Wyn squeezes the back of my neck: I’ve got you.

“I’ve spent my whole life trying to make it up to them.”

Wyn tucks a curl behind my ear, ever patient and calm, warm and safe.

“That we cost them so much,” I go on. “That they didn’t get the lives they wanted, because of us. But if I could be good enough . . .”

“Harriet,” he says, crushing me in against his chest, tightening his arms against me, a human barricade. “No.”

His voice takes on a throatiness. “Sometimes when things go wrong, it’s easy to blame someone else. Because it simplifies things. It takes any responsibility out of your hands. And I don’t know if your parents did that to you and your sister or if somewhere along the way you took that blame on yourself, but it’s not your fault. None of it. Your parents made their decisions, and I’m not saying their situation was easy, or that they didn’t do the best they could. But it wasn’t enough, Harriet. If you could even think that, if you could ever even fucking wonder if they regretted you, then they didn’t do enough.”

But he doesn’t understand. They’ve done everything. Shelled out for tutors, paid the fees for every club I signed up for, chauffeured me back and forth, helped me study when they were dead tired from work, cosigned my med school loans.

My parents aren’t people of words, but they sacrificed so much. That’s love, and I hate that I want more from them. That I can’t just feel grateful for all they’ve given me, because at all times I’m aware of what it cost them.

“You,” Wyn says roughly, “are the very best thing that’s ever happened to me. And they were lucky to have you as their kid. Even if you hadn’t bent over backward to make them proud, they still would have been lucky, because you’re smart and you’re funny and you care about the people around you, and you make everything better, okay?”

When I don’t answer, he says again, “Okay?

“How can love end up like that?” I ask thickly. “How is it possible to love someone so much and have it all just go away?”

The thought of resenting Wyn like that is torture. The thought of him resenting me is even worse. Of holding him back, keeping him from what he wants.

“Maybe it never goes all the way away,” he says. “Maybe it feels easier to ignore it, or turn it into a different feeling, but it’s still there. Deep down.”

He takes my face in his hands and kisses my tears as they break. “Do you want me to promise I’ll love you forever, Harriet?” he whispers. “Because I will.”

An ice-cold rush of adrenaline, a spurt of terror, a whole-body bracing, every muscle drawing tight to keep the words from sinking into my heart.

Because it won’t matter.

Because he can promise me anything, but in the end, feelings could come and go, and we’ll be powerless to stop the change.

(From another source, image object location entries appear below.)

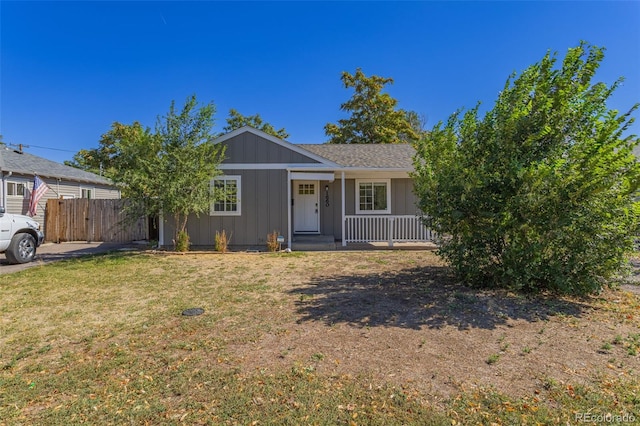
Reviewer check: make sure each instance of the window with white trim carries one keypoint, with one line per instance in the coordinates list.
(16, 189)
(227, 196)
(373, 196)
(86, 193)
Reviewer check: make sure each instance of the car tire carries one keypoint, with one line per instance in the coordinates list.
(22, 249)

“Just promise,” I say, “we’ll end things before we ever let them get like that.”

Hurt flashes across his face. I want to take it back, but I don’t.

This is all I can give him, all I can give myself: some tiny measure of protection.

The only way I can bear loving anyone this much is knowing it will never turn to poison. Knowing we’ll give each other up before we can destroy each other.

“If we’re making each other unhappy,” I say as evenly as I can, “we can’t keep going. I couldn’t stand living every day knowing you resent me.”

“I won’t,” he says softly. “I couldn’t.”

“Please, Wyn.” I touch the muscles along his jaw. “I need to know we’re never going to hurt each other like this.”

His eyes travel back and forth across my face. “I’m not going to stop fighting for you, Harriet.”

My vision blurs behind tears. He pulls me in, holds me tight. “I’m not going to stop loving you.”

It’s not the answer I asked for. It’s the one I desperately want.

Years later, when it’s late and I can’t sleep for the phantom ache in my chest, I pull this memory out and turn it over. I think, We did the right thing. We let each other go. That too is a kind of comfort.